Il suo unico ottimismo lo riversa nella vitalità comunicativa delle sue creazioni, nella relazione con il pubblico non selezionato al quale non ha mai smesso di rivolgersi. È da ritenersi il più ideologicamente impegnato e scomodo tra i coreografi che hanno fondato la danza contemporanea in Italia. E nel nuovo modello organizzativo e produttivo che ha creato ALDES, una comunità di autori, una residenza che esercita sul territorio la difficile arte di resistere al deserto che avanza con cui conduce sperimentazioni tra danza, arti visive e nuove tecnologie.

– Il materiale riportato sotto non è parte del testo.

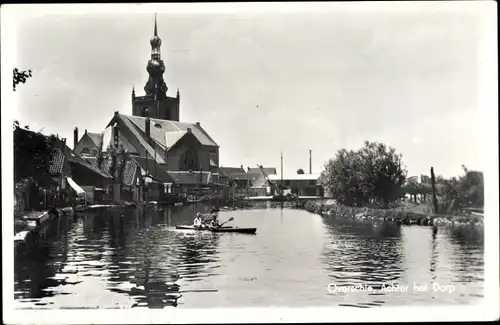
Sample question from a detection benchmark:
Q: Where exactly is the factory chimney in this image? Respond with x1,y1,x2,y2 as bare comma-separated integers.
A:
309,149,312,174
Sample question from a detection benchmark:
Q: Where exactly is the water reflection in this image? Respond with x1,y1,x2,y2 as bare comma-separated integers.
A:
15,202,484,308
322,217,403,290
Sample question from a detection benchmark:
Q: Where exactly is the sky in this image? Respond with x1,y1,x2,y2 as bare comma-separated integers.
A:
2,3,496,176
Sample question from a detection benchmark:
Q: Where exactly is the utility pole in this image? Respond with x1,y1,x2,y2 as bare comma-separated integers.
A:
281,151,283,192
431,167,438,213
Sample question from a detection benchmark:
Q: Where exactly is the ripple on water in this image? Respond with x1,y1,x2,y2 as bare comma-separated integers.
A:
15,205,484,308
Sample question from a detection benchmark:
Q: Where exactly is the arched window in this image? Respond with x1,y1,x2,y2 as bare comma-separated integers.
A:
180,147,200,171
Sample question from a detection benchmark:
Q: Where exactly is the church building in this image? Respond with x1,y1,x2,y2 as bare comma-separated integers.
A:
75,17,219,196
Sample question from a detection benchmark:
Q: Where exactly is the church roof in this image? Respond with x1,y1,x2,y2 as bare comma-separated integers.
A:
120,114,218,149
86,132,103,146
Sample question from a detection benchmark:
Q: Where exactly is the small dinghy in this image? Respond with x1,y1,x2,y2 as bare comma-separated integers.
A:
175,226,257,234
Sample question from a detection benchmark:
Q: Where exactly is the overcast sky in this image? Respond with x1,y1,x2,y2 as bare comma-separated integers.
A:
3,3,494,176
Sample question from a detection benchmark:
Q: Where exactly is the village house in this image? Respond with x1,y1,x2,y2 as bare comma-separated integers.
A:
247,167,276,196
219,166,250,189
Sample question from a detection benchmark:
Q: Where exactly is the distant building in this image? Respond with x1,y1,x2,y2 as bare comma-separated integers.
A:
247,167,276,188
73,128,106,156
269,174,324,197
75,18,219,198
132,17,180,122
219,166,250,189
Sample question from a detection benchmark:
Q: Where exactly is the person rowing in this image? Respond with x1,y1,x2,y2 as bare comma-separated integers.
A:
193,212,203,228
210,214,220,228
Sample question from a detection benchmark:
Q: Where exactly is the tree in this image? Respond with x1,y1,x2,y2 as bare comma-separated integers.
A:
13,68,32,91
320,141,406,207
14,126,56,188
438,166,484,208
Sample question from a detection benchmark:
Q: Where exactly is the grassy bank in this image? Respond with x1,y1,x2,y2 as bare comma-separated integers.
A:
304,200,483,226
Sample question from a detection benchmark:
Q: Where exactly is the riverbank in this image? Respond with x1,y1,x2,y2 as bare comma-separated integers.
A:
304,200,484,227
14,207,74,254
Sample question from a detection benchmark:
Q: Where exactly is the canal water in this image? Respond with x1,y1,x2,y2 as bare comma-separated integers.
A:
15,203,484,309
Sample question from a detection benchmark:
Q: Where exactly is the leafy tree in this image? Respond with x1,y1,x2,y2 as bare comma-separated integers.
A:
436,166,484,208
13,68,32,91
320,141,406,207
14,125,56,188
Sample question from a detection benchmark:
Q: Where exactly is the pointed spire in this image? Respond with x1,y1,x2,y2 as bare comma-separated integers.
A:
155,13,158,37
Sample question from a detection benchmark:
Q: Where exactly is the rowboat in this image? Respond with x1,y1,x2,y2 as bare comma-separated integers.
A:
175,226,257,234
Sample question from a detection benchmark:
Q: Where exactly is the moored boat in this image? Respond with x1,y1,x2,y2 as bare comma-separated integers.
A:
175,226,257,234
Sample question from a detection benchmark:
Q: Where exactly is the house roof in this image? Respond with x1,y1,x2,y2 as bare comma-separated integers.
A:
123,159,138,186
247,167,276,176
49,149,65,175
86,132,103,147
65,146,112,178
219,167,249,180
119,114,218,149
269,174,321,181
219,166,246,176
132,157,174,183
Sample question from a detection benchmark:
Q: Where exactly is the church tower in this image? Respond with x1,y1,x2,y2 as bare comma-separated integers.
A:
132,14,180,121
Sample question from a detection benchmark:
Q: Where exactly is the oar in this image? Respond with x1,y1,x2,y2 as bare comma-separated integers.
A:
219,217,234,228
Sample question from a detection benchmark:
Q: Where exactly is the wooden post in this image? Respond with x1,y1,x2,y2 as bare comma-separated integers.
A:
431,167,438,213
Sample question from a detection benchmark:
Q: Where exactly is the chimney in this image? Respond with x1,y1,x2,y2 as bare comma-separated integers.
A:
113,125,118,147
309,149,312,174
73,127,78,149
146,116,151,139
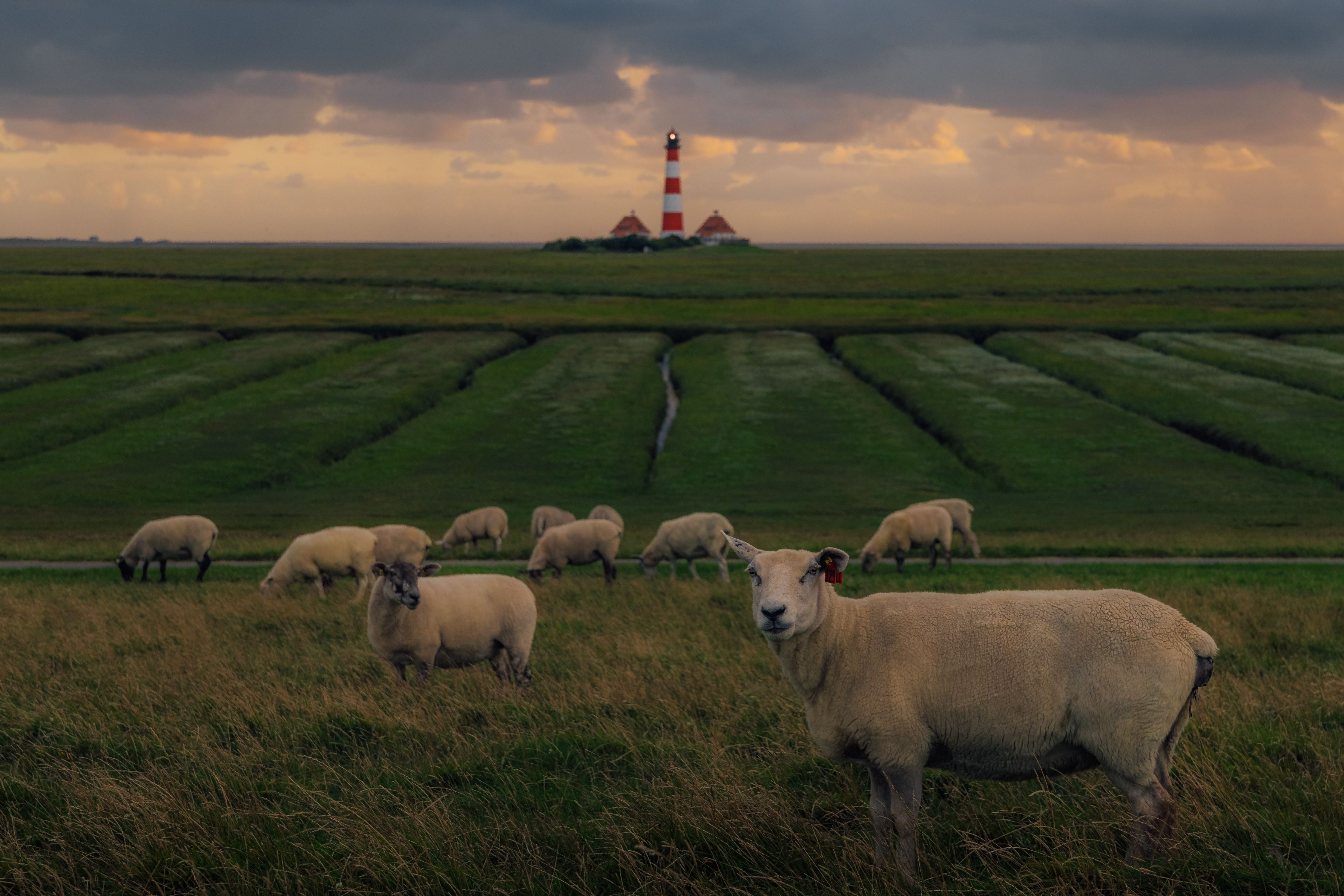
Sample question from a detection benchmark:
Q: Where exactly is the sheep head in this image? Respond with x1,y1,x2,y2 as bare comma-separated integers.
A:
372,560,444,610
723,532,849,641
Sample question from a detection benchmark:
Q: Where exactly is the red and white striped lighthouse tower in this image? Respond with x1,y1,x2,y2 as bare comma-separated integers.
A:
659,130,685,238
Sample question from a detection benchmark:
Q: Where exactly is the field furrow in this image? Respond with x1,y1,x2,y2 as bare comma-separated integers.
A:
0,333,520,516
0,333,371,461
836,333,1320,518
650,332,985,540
1134,332,1344,398
1282,333,1344,352
985,332,1344,485
0,333,70,352
286,333,671,540
0,330,223,392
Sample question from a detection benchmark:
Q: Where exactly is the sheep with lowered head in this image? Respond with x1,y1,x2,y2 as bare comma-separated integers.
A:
261,525,378,600
368,560,536,691
859,504,952,572
437,508,508,553
589,504,625,535
116,516,219,582
370,523,434,566
532,504,575,541
910,498,980,558
640,513,733,582
728,537,1218,879
527,520,621,584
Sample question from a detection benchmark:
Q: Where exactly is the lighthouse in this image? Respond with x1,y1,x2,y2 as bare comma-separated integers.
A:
659,130,685,238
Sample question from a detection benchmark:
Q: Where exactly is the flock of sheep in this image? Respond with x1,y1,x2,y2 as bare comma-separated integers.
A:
117,498,1218,880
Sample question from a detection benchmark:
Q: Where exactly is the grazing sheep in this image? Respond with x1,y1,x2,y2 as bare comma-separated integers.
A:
589,504,625,535
261,525,378,600
370,524,434,566
859,504,952,572
728,537,1218,879
368,561,536,691
437,508,508,553
640,513,733,582
527,520,621,584
116,516,219,582
532,504,575,541
910,498,980,558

Roberto Castello nasce a Torino nel 1960. A venti anni entra a far parte del Teatro e danza La Fenice di Carolyn Carlson. È tra i fondatori di Sosta Palmizi con cui collabora fino al 1989. Dal 1983 inizia l’attività di coreografo. Le sue scenografie richiamano i linguaggi e le frontiere espressive più disparate, dal cinema alla videoarte, dalla narrazione al varietà con tutti i mezzi della danza. Tra il ‘91 e il ‘94 collabora con diversi enti e teatri. Nell’estate del 1993 fonda ALDES. È Premio Ubu nel 1986 e nel 2003 con Il cortile Il migliore dei mondi possibili. Nel 2008 è tra i fondatori di Spam! in provincia di Lucca, con residenze, programmazione multidisciplinare di spettacoli, workshop, attività didattiche, incontri. Durante la sua carriera, collabora, tra gli altri, con Peter Greenaway, Eugène Durif, Rai3, Studio Azzurro. Con i cicli di un’epica derisoria, quali il progetto de Il migliore dei mondi possibili o con apologhi secchi e compatti come In girum imus nocte et consumimur igni il coreografo di Aldes non fotografa tanto la realtà quanto le menzogne di un mondo rovesciato che si presenta come vero di cui il corpo rappresenta la cartina di tornasole più estrema.
È tra i fondatori di Adac Toscana e curatore di varie manifestazioni tra le quali Strade Contemporanee e Rizoma. Insegna coreografia digitale all’Accademia di Belle Arti di Brera.